The period covered is between the presence of American forces in Tunisia during the Second World War (1943) and the time of writing (1976).
An American in North Africa
A businessman, sixty years of age, reported that since his twenties he had been aware of a strong desire for sexual contact with boys, but until ten years ago his pederastic experience had been limited to his imagination, except for one fleeting incident when he had been with the American forces in North Africa during World War II. His memory of an evening on a beach with a young Tunisian boy had so haunted him across the years that when he was divorced he resolved to return to North Africa for his first vacation. He said: “I went with Mac, a British friend, who a number of years ago had met a beautiful lad who, wearing only a bikini, was dancing in front of a jukebox in Tangiers. He took the lad home and met the kid’s widowed mother, who said she could no longer support the boy and quite literally gave him to Mac. He paid the boy’s school fees, fixed his teeth and supported him for several years until the lad went into the army at the age of seventeen. The mother understood the arrangement to be sexual, for when Mac would arrive on a visit, she would say: “I’ll go visit the neighbors so you can go right to bed.” Mac showed me the love letters the boy had written, always with a picture of a rose clipped from a magazine, since the rose “is the flower of love.” Mac had so enjoyed the experience that he wanted to search for another lad like that.

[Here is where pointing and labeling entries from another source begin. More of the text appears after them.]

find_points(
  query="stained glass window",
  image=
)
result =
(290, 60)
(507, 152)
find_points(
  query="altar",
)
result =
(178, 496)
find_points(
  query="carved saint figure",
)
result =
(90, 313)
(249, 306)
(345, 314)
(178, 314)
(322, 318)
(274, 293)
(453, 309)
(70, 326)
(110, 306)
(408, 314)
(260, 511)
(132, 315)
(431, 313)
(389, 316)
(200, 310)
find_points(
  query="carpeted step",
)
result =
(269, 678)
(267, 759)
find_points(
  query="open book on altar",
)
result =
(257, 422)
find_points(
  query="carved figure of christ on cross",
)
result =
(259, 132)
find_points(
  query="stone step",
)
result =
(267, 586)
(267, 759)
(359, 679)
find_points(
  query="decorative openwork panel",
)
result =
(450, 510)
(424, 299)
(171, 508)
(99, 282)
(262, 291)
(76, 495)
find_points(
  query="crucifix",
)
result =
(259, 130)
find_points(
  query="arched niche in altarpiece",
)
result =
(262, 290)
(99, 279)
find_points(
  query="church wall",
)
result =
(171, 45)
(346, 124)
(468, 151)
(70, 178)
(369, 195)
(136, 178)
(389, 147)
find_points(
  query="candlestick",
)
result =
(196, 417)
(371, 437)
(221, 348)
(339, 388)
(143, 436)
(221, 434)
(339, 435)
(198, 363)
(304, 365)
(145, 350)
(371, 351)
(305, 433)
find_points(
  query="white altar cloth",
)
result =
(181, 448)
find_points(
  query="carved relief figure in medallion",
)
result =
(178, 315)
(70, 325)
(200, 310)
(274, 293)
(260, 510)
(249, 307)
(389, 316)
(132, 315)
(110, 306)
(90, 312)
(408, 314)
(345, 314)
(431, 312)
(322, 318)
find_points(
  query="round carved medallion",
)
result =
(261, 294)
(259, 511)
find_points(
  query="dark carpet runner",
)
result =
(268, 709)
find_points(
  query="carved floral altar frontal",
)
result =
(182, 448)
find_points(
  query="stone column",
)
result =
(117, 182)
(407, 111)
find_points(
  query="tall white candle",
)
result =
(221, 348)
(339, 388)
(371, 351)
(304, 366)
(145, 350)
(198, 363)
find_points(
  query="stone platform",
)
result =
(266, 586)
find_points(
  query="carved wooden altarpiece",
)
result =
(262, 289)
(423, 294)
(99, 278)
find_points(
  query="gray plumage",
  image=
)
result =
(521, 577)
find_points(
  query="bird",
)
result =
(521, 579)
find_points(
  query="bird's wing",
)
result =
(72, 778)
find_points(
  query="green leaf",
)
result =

“Mac has gone to North Africa so many times that he has dozens of interesting stories to tell. One time a friend of his was awakened in the middle of the night by the police, when he was in bed with a young boy. The police asked if they could borrow his car to chase a thief, apologized for interrupting his sex play and wished him a good time as they left. Another time he was talking to a lad on the street when a policeman called him aside to warn him that the boy was a blackmailer and undependable. The policeman then introduced him to another boy who, he said, “is more your type.” Mac said that the real danger a pederast faces in North Africa, even though the police are vigilant in enforcing the law, is from older teenagers who are also interested in the younger boys. They can be insanely jealous. For example, Mac and I rented a car and drove south, stopping at a town where it had been common for pederasts to pause to employ youngsters as companions for their journeys. When we sat in a park we were immediately joined by a delightful boy of fourteen who looked more like twelve. He told us his father was chief man at the mosque, and asked us if we would like to meet his father, which Mac understood to be a sexual invitation. I didn’t think it likely, as he was a well-dressed schoolboy, so I asked him questions about tourists stopping in the village to pick up boys to go traveling. He said that the police no longer allowed that, even with written permission from parents, because some boys had robbed the tourists and others had been left stranded far from home. He called some friends over to meet us, and we sent one lad to buy refreshments. He came back with small green oranges and honey cakes. The boys asked us if we would like to stay to teach them English at their school, as boys who could speak English could get better jobs.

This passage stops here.